In the South, Prohibition mixed with race into a volatile electoral cocktail. The Ku Klux Klan led cultural attacks against Smith’s fellow Catholics as well as against blacks and Jews, while some Hoover speakers denounced Smith as “Romish,” code for foreign, immigrant, and wet—all anathema to white supremacists. But for all these efforts, Hoover and the Republicans couldn’t quite defeat the Democratic Party’s virtual monopoly on racist politics. While Hoover broke into the Democrats’ “Solid South” for the first time since the Civil War, taking Florida, Texas, and North Carolina, the South remained a Democrat stronghold, and delivered Smith six of his seven state victories.
In the end it wasn’t race or booze that decided the contest of 1928. It was the impulse to drive politics out of politics.
The great political event of the 1920s was not war, or peace, or faction, but scandal. Teapot Dome was the name given to an oil-lease kickback scheme that reached to the highest levels of the government in the administration of Warren G. Harding. Evidence suggests that Harding himself didn’t know about it—when he learned of the scam he was so unnerved that the distress it brought on is believed to have killed him. He died in a hotel in San Francisco, two-and-a-half years into his first term, in August 1923.

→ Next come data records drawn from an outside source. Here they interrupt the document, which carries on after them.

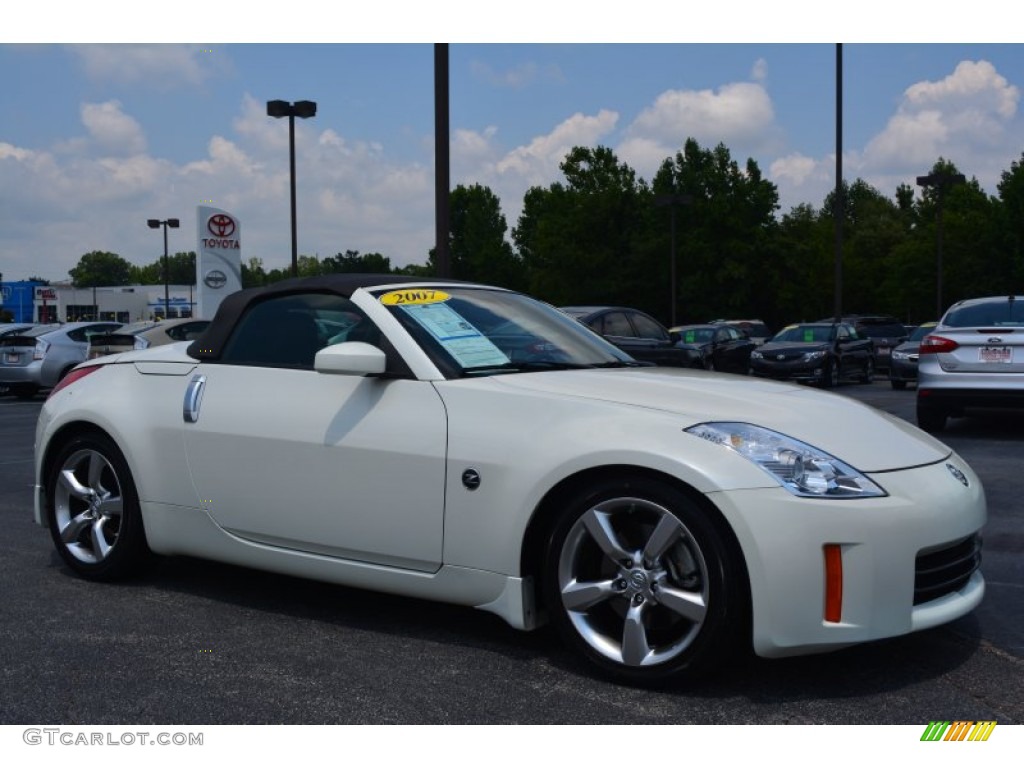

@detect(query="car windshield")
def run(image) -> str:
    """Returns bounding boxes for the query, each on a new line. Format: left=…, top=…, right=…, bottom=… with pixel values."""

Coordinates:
left=907, top=323, right=935, bottom=341
left=18, top=325, right=60, bottom=337
left=114, top=321, right=161, bottom=336
left=374, top=286, right=641, bottom=376
left=772, top=326, right=835, bottom=342
left=942, top=297, right=1024, bottom=328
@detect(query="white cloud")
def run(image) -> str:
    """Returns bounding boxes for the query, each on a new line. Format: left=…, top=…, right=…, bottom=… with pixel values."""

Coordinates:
left=864, top=61, right=1020, bottom=173
left=617, top=79, right=778, bottom=179
left=628, top=83, right=775, bottom=154
left=496, top=110, right=618, bottom=186
left=81, top=101, right=145, bottom=156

Allegations of misconduct first surfaced in 1922, but the hearings and trials that ensued dragged out for the rest of the decade. At the same time, America’s cities were dominated by political machines, none more corrupt than New York’s political organization Tammany Hall, where Al Smith had got his start.
Hoover presented himself as the antidote to politics as usual. He was a member of the Harding Cabinet but adroitly avoided the spreading stain of Teapot Dome. Instead he relied on his accomplishments as a mining engineer, as a business executive, and as administrator of major relief projects during World War I to claim the mantle of practical, prosaic competence. At a time when the public was disgusted with politics, he was the definitive anti-politician.
New York Times correspondent Anne O’Hare McCormick spoke for the electorate when she wrote, in 1929, “We had summoned a great engineer to solve our problems for us; now we sat back comfortably and confidently to watch the problems being solved. The modern technical mind was for the first time at the head of a government… Almost with an air of giving genius its chance, we waited for the performance to begin.”
What followed was the crash on Wall Street, and the Depression. Hoover was active, but he failed to connect with a suffering populace. His financial policies were innovative but they worked no miracles, and the idea of a politician allergic to the practice of politics quickly lost its charm.
There are few political maxims that serve in every circumstance, as the career of Herbert Hoover should demonstrate. But if the election of 1928 holds a lesson for today it might be this: Be careful what you wish for.